Eli lays his head down on my arm. He asks me why we can't see God, and why God made the Devil, and when Jesus will come. I tell him about heaven, and how all things will be made right one day, and that Jesus will never let him go. I put my head next to his, and breathe in his scent of wet puppies and toothpaste. "I will always love you," I tell him, "no matter what."

"I know."

Somewhere beyond the crickets and our line of hedge trees is the world into which one day he will venture. Maybe he will have a more accurate understanding of whether the blood is a cure, or a debt paid, or both. Years ago the answers seemed more certain to me.

I think sometimes my children will leave me with more questions than answers. But they will go knowing that they are loved by their God, and by their father. If you ask me what is my creed, this is what I will tell you: that I am selfish through and through, but for them to know those two things I will lay down my life, walking all the chastened paths along which a parent must stumble.

Posted by Woodlief on June 19, 2008 at 10:20 AM


Comments

Tony, thanks. This made me think of an image I saw recently: http://prufrockschild.blogspot.com/2008/06/walking-all-chastened-paths-along-which.html.

Posted by: Ronald Cox at June 19, 2008 11:04 AM

I read you often. I like your posts. I now have 3 grown adult boys. The way I answered those questions was like this:

1) To see if Abraham would be willing to put his future completeloy into God's hands.

2) To show us that there is never, ever a time--even when we are being killed--to stop loving.

Posted by: ac5 at June 19, 2008 11:07 AM

On another note, your "TypeKey identity" feature to sign in with on your blog, does not work.

Posted by: ac5 at June 19, 2008 11:09 AM

As a soon to be father for the first time, T-minus 4 weeks and counting, your post really hit home, Tony. I've never even met my son and I feel the same way already. Thanks for sharing.

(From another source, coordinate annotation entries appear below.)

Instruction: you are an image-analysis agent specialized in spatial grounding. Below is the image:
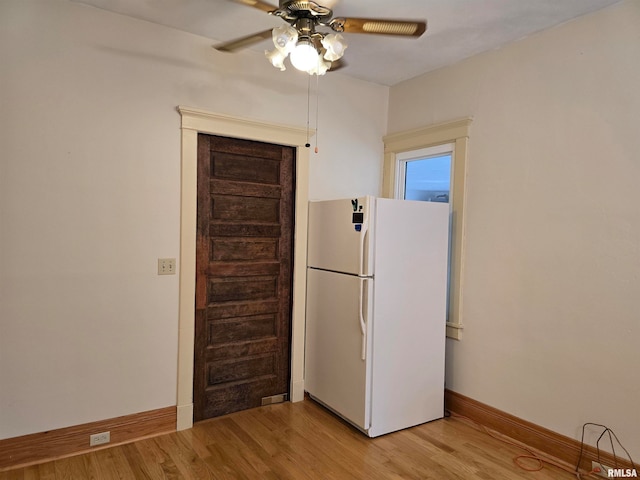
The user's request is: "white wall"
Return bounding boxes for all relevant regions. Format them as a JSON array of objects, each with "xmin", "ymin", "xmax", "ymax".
[
  {"xmin": 389, "ymin": 0, "xmax": 640, "ymax": 462},
  {"xmin": 0, "ymin": 0, "xmax": 388, "ymax": 439}
]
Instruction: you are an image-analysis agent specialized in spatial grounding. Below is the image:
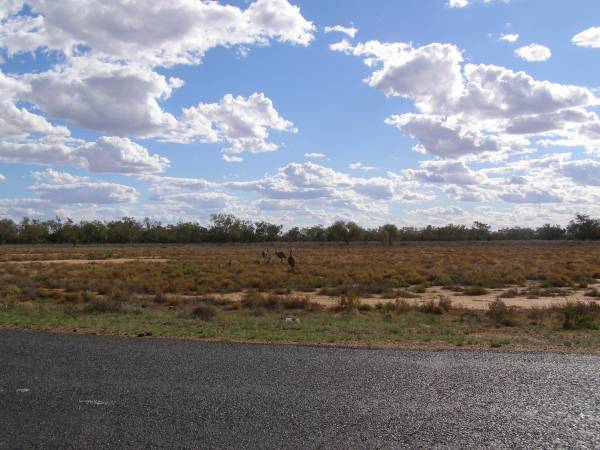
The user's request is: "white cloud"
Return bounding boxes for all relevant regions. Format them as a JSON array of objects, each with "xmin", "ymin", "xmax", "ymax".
[
  {"xmin": 349, "ymin": 162, "xmax": 376, "ymax": 172},
  {"xmin": 447, "ymin": 0, "xmax": 510, "ymax": 8},
  {"xmin": 171, "ymin": 93, "xmax": 297, "ymax": 153},
  {"xmin": 21, "ymin": 57, "xmax": 297, "ymax": 153},
  {"xmin": 0, "ymin": 137, "xmax": 169, "ymax": 174},
  {"xmin": 26, "ymin": 57, "xmax": 181, "ymax": 137},
  {"xmin": 560, "ymin": 159, "xmax": 600, "ymax": 186},
  {"xmin": 221, "ymin": 154, "xmax": 244, "ymax": 162},
  {"xmin": 332, "ymin": 41, "xmax": 463, "ymax": 112},
  {"xmin": 29, "ymin": 169, "xmax": 139, "ymax": 204},
  {"xmin": 448, "ymin": 0, "xmax": 470, "ymax": 8},
  {"xmin": 0, "ymin": 0, "xmax": 23, "ymax": 20},
  {"xmin": 324, "ymin": 25, "xmax": 358, "ymax": 39},
  {"xmin": 0, "ymin": 69, "xmax": 69, "ymax": 139},
  {"xmin": 331, "ymin": 41, "xmax": 598, "ymax": 160},
  {"xmin": 515, "ymin": 44, "xmax": 552, "ymax": 62},
  {"xmin": 405, "ymin": 160, "xmax": 485, "ymax": 185},
  {"xmin": 571, "ymin": 27, "xmax": 600, "ymax": 48},
  {"xmin": 499, "ymin": 33, "xmax": 519, "ymax": 44},
  {"xmin": 386, "ymin": 113, "xmax": 525, "ymax": 158},
  {"xmin": 0, "ymin": 0, "xmax": 315, "ymax": 67},
  {"xmin": 77, "ymin": 137, "xmax": 169, "ymax": 173}
]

Posted by: Curtis Callaway at June 19, 2008 11:13 AM

awwwwwww.

Posted by: MMM at June 20, 2008 1:35 AM

Thanks everyone. AC5, I've found the whole Typepad thing to be frustrating, and since I can barely keep the site going as is, given my fundamental technical incompetence, I'm afraid to mess with it further. The one benefit it offers is that I can keep the dozens of spam comments that hit every day from making it onto the screen, though in the process it delays the posting of legitimate comments as well.